Per Aio, Ancad, Andi, Cnp Odontotecnici, Unidi la priorità per ridare slancio a un comparto che conta oltre 250mila addetti è "l'introduzione di benefici fiscali in termini di maggiori deduzioni d'imposta a vantaggio del paziente per favorire l'accesso alle prestazioni".

14 FEB - In Italia le cure odontoiatriche – grazie all’alta qualità delle prestazioni erogate – sono considerate dall’Oms tra le migliori in Europa. Il nostro modello, basato essenzialmente sui dentisti privati, è però messo in discussione dalla situazione economica del Paese. La conseguenza è la crisi dell’intero comparto che con i suoi 250mila addetti circa fattura oltre 10 miliardi generando circa 30 miliardi di euro di valore aggiunto. Sulla base di questi elementi, le associazioni del settore (Aio, Ancad, Andi, Cnp Odontotecnici, Unidi) hanno presentato un documento a tutti gli schieramenti politici in cui chiedono unitariamente “interventi a sostegno della domanda di salute orale”.

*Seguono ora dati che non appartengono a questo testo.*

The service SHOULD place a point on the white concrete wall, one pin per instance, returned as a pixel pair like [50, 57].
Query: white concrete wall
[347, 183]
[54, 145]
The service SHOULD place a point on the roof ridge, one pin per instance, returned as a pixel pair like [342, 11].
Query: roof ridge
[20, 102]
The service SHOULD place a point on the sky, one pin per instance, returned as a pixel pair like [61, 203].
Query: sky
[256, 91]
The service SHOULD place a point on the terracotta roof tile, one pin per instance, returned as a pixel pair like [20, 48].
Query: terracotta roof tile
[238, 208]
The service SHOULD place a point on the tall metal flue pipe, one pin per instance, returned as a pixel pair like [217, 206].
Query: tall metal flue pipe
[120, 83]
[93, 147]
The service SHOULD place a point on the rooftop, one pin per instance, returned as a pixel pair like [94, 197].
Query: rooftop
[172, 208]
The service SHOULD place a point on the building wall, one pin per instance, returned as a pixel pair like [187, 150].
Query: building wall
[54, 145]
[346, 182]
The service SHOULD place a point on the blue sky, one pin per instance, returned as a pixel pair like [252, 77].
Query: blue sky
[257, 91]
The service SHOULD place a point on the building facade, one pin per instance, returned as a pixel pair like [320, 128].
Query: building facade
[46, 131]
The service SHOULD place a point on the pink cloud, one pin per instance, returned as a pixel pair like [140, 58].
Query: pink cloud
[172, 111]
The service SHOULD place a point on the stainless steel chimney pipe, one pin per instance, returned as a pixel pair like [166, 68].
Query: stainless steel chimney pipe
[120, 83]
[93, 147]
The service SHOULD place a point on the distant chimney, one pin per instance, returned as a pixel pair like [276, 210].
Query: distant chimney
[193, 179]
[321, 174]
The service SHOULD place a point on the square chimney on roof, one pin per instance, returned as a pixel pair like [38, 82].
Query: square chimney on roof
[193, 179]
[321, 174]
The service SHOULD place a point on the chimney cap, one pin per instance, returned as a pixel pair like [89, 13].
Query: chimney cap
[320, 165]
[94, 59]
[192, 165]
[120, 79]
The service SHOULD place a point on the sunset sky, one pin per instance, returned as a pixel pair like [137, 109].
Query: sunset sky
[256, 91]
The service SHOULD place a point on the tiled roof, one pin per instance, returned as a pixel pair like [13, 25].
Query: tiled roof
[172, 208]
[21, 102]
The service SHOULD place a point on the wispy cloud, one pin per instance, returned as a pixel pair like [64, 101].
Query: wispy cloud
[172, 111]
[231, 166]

Una nota congiunta rivela grande preoccupazione da parte delle associazioni poiché il calo di accesso agli studi odontoiatrici “negli ultimi anni è stato quantificato in oltre un milione di persone e oltre il 60% degli italiani non ha effettuato almeno una visita di controllo negli ultimi 12 mesi”. Una scarsa salute orale rischia di generare un pesante impatto sociale in termini di “assenza dai posti di lavoro, dai banchi scolastici oltre di necessità di cure che il Ssn non riesce a soddisfare per l’elevato costo che l’assistenza odontoiatria necessita rispetto ad altre branche della medicina”.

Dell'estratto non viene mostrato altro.